The groundsman was uninjured.

The hole appeared in a football field in Harold Park, Low Moor, on Tuesday afternoon.

When the mower was pulled out, the 45ft deep and 9ft wide hole was revealed.

The hole has since been fenced off and security put in place to prevent the public getting near it while the Coal Authority look to fill it.

Councillor Val Slater (Lab, Royds) said the Council’s contractors were carrying out the work when the hole was discovered.

She said: “The vehicle they were using, a little ride-on tractor or mower, went into the hole. He was OK.

“I think when they got the vehicle out they discovered that it was quite a substantial hole.

“It is worrying because it was a potential hazard and to some extent it’s fortunate that it was a piece of machinery that triggered it and not a person.

“There was very little that the Council could have done because we were unaware that it was there.

“It wasn’t actually on any of our maps. I understand that the shaft dates from about 1850 and subsequently it has been discovered on some old maps that the Coal Authority hold, but it certainly wasn’t on any maps that the council has.”

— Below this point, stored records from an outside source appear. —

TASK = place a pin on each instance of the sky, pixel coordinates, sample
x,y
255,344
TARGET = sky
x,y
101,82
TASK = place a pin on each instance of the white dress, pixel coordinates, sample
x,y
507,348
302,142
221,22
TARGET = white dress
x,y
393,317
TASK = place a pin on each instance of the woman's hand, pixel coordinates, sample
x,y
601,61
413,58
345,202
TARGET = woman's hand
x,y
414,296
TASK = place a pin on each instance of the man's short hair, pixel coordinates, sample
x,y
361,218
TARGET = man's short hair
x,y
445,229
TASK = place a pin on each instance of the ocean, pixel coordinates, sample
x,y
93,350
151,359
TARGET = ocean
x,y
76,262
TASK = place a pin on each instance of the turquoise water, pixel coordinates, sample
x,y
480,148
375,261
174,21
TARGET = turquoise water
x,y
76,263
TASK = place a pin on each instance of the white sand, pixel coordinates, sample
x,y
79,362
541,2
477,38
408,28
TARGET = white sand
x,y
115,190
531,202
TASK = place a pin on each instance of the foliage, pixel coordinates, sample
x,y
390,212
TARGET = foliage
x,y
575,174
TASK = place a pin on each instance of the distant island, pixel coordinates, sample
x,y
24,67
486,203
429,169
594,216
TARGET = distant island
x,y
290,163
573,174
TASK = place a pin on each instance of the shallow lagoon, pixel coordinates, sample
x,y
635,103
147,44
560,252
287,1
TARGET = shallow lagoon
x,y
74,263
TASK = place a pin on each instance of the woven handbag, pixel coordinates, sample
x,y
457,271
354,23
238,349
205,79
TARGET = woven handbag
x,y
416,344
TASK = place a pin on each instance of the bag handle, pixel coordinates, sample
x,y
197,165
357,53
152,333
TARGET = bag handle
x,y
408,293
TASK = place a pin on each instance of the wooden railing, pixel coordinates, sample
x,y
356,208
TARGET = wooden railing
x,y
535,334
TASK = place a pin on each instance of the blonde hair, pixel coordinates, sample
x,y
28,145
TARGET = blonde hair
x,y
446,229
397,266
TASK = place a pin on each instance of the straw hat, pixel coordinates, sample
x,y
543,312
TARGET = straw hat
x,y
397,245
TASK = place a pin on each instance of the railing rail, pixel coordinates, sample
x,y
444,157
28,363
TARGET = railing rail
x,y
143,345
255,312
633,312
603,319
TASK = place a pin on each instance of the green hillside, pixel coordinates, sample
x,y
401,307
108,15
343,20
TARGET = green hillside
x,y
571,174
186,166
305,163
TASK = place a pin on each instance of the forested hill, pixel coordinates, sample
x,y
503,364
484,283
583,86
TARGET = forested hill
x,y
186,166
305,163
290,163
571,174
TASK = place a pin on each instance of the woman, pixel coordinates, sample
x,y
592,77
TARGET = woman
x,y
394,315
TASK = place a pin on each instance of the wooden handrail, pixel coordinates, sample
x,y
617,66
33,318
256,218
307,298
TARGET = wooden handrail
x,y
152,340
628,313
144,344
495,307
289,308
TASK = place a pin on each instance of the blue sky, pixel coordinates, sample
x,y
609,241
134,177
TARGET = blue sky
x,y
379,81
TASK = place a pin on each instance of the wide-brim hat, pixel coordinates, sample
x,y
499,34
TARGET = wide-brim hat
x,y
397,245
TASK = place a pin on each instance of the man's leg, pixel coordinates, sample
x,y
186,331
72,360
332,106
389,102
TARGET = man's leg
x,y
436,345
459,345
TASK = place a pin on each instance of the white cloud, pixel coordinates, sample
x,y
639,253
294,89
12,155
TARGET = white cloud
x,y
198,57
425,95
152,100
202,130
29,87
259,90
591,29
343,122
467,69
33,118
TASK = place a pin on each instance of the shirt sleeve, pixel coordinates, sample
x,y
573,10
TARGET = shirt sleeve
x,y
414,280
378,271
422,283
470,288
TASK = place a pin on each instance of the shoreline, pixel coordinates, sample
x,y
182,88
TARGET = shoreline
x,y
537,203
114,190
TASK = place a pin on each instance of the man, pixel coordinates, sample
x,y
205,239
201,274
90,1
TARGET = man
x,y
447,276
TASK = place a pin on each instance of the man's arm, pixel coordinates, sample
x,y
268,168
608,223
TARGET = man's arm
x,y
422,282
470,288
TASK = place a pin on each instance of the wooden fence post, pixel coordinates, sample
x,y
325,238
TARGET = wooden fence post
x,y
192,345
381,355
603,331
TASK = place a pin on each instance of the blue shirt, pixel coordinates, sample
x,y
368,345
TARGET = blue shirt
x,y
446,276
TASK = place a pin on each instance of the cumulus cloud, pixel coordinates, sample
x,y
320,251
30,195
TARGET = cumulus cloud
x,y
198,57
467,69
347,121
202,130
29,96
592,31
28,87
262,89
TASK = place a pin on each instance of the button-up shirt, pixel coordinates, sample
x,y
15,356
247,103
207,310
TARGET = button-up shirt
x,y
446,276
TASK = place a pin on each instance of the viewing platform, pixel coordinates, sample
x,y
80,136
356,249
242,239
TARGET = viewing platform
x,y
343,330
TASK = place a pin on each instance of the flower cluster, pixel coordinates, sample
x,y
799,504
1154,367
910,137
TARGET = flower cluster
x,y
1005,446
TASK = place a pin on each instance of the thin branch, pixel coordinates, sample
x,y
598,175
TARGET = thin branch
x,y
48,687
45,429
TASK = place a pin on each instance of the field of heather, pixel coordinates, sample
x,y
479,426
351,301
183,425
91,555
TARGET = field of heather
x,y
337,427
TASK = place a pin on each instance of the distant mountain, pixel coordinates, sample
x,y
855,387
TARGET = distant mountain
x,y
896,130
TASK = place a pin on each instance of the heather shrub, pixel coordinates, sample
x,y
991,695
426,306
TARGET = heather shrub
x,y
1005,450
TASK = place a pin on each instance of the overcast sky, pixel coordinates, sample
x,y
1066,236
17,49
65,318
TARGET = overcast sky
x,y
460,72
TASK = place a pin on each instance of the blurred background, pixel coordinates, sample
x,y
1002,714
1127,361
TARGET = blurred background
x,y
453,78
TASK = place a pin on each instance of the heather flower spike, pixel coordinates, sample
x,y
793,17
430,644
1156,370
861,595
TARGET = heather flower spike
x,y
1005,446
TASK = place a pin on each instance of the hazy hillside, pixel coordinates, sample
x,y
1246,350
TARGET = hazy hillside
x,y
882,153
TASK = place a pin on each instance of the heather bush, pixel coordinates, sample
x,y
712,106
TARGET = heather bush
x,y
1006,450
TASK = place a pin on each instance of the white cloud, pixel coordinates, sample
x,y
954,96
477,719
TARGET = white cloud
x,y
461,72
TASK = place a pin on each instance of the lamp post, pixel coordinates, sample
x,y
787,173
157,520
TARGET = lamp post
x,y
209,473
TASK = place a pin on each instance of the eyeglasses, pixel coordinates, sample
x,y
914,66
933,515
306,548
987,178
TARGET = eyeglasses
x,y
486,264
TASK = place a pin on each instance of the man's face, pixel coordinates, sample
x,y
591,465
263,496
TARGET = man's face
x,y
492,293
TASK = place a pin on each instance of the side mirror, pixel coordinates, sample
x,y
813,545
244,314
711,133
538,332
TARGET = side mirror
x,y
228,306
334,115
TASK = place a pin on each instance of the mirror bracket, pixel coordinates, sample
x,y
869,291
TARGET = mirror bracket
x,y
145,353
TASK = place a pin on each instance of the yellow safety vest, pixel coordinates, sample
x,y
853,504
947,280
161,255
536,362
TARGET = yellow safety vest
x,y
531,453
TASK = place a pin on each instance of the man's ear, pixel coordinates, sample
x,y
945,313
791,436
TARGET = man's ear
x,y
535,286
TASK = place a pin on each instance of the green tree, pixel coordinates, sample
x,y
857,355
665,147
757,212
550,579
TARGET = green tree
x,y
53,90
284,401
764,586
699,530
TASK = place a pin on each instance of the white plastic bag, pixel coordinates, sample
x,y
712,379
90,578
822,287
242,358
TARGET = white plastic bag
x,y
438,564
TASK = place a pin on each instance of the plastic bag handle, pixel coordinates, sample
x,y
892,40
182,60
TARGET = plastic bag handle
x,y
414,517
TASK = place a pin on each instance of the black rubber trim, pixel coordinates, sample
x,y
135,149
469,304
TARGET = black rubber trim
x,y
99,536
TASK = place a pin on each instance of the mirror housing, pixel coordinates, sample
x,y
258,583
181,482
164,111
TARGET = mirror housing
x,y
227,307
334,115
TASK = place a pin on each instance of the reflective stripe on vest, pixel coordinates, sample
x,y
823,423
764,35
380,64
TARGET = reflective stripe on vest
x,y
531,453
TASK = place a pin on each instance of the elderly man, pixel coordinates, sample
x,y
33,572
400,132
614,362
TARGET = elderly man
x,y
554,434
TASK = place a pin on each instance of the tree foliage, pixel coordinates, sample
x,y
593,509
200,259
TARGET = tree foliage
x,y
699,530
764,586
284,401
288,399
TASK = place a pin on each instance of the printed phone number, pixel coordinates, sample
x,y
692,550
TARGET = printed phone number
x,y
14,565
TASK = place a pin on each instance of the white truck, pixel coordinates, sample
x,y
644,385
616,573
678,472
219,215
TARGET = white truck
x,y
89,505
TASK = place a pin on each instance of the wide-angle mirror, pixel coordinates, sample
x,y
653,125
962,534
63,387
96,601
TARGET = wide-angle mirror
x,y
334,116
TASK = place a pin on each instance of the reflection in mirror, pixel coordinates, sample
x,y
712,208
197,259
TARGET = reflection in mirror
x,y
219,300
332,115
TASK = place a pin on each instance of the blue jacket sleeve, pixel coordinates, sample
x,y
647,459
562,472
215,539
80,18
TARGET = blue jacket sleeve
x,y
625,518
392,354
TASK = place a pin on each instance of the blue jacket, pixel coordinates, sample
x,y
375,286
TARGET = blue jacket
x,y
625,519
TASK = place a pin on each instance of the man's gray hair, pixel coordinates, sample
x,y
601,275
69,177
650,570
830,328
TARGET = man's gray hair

Coun Slater said the Council’s emergency planning department will be looking into whether any other holes could appear in the area.

She said: “I’m sure the Coal Authority, having discovered this map, will be taking all necessary steps including identifying any other hazards in the area and dealing with them before any other unfortunate accident occurs.”

John Delaney, the Coal Authority’s corporate services manager, said it was informed of a collapse at about 3.30pm on Tuesday.

He said: “The Council had erected some fencing around it.

“We installed additional fencing – obviously public safety being paramount.

“The collapse is a collapse of a known coal mine shaft.”

Mr Delaney said the authority, along with contractors Mines Rescue Services, secured the site and had employed a nightwatchman to continue public safety at the site.

He said: “We will fill it in with stone. We are in the process if getting a contractor in and necessary materials to enable this work to commence.

“We hope it is done as quickly as we can – obviously this is a park and it needs to be done.”

Ian Bairstow, the Council’s strategic director for environment and sport, said: “Emergency planning and other staff attended the scene to investigate with our partners in the emergency services to ensure the safety of the public is not put at risk and to investigate ways to close up the shaft and repair any damage caused to the park.

“We will continue to monitor the situation and carry out tests to ascertain whether further subsidence is likely to occur in the future.”